ツツ元大主教死去 90歳 アパルトヘイト撤廃訴え、ノーベル賞が死去

南アフリカで非暴力によるアパルトヘイト(人種隔離)撤廃を訴え、ノーベル平和賞を受賞したデズモンド・ツツ元大主教が26日、死去した。90歳だった。前立腺がんを患い、入退院を繰り返していた。

旧トランスバール州クラークスドープ生まれ。大学卒業後、高校教師になったが、人種差別的な教育が導入されたことをきっかけに聖職者の道へ進んだ。1960年に英国国教会司祭となり、78年に南ア教会評議会事務局長に黒人として初めて就任した。86~96年にケープタウン大主教。
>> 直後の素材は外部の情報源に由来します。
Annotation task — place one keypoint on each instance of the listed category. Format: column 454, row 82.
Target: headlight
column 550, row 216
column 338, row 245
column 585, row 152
故マンデラ元大統領が獄中生活を送る中、アパルトヘイト撤廃運動の精神的指導者となり、84年にノーベル平和賞を受賞した。96~98年にはアパルトヘイト下の人権侵害を解明し、人種間の融和を図るために設置された「真実委員会」の委員長を務めた。

黒人解放闘争を率いた「アフリカ民族会議」(ANC)が政権の座についた後、アパルトヘイト政策で生じた人種間の経済格差に加えて黒人の間でも貧富の差が拡大したことを批判した。2003年に始まったイラク戦争では、戦争を主導したブッシュ(子)元米大統領やブレア元英首相に謝罪を要求。17年にはミャンマーの少数派イスラム教徒「ロヒンギャ」に対する迫害問題について、ノーベル平和賞受賞者のアウンサンスーチー氏の対応を批判する公開書簡を発表するなど、国内外の政治状況について積極的に発言した。13年に死去したマンデラ氏への延命措置に反発し、安楽死への支持を表明していた。